Pat Robertson’s statement today that it’s OK, from his standpoint as a minister of the gospel of Jesus Christ, to divorce a spouse because he or she has Alzheimer’s disease has sent shock waves through the community of advocates, caregivers and those living with the disease.
“We were really surprised,” said Kate Meyer of the Alzheimer’s Association. “This is not any kind of trend we’ve seen. In fact, Alzheimer’s families really rally together around their loved ones.”
Robertson’s comments threaten to undermine one of the main goals of those who advocate on behalf of Alzheimer’s patients: To remove the stigma and shame so many still attach to the disease, to bring it out of the shadows and into the light of social compassion and support…like any other disease.
It is hard to imagine a religious leader condoning divorcing a spouse who has cancer, or MS, or Parkinson’s, or Lou Gehrig’s disease, or a severe stroke.
It is hard to imagine a discussion over whether the any of those diseases are essentially “death,” and thus justify divorce. No one, for example, suggests Michael J. Fox’s wife has a reason to leave him simply because he has a degerative disease that may well ultimately rob him of many of his faculties.
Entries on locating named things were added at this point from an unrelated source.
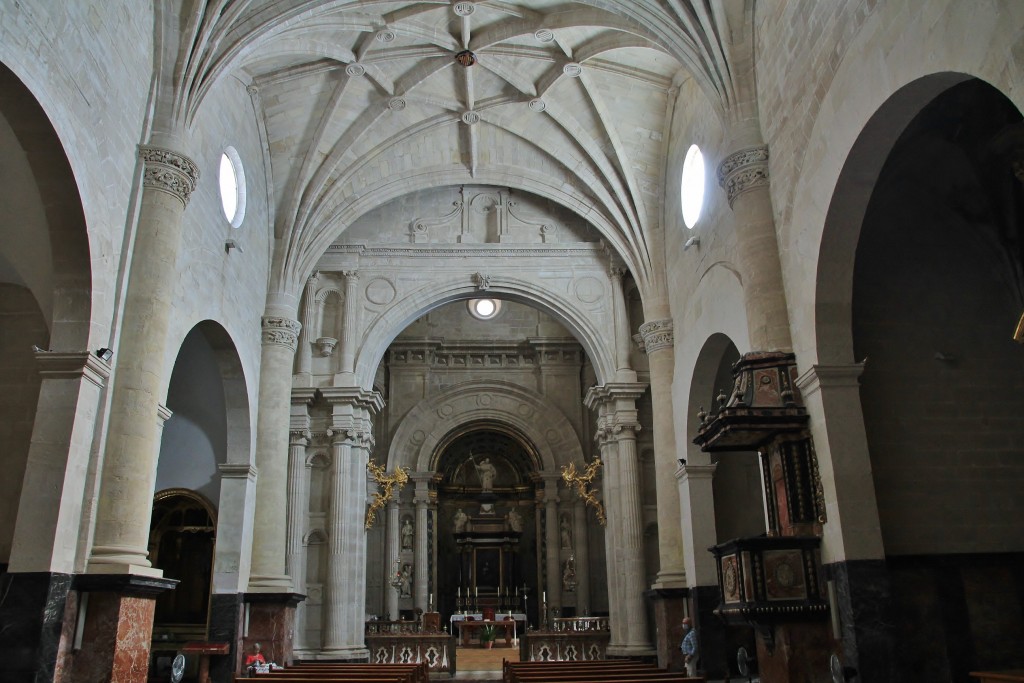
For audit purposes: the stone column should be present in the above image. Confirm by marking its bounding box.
[572,501,590,615]
[87,145,199,577]
[542,474,562,614]
[384,496,401,620]
[285,430,311,648]
[797,364,896,681]
[339,270,359,379]
[0,351,111,681]
[596,421,626,650]
[323,430,364,657]
[586,382,654,656]
[413,472,433,611]
[249,307,301,594]
[640,318,686,589]
[209,462,256,680]
[608,265,636,381]
[296,270,319,386]
[718,133,793,351]
[321,387,383,659]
Perhaps the strongest refutation of Robertson is the living example of millions of couples who go on the hard journey of Alzheimer’s hand in hand, and who cannot imagine any other way, from Sandra Day O’Connor and her husband, John, to Eunice Kennedy Shriver and her husband, Sargent, to Nancy and Ronald Reagan — and to so many more.
I think of all the couples I’ve met facing the challenges of Alzheimer’s together, and I know Pat Robertson is wrong. About us.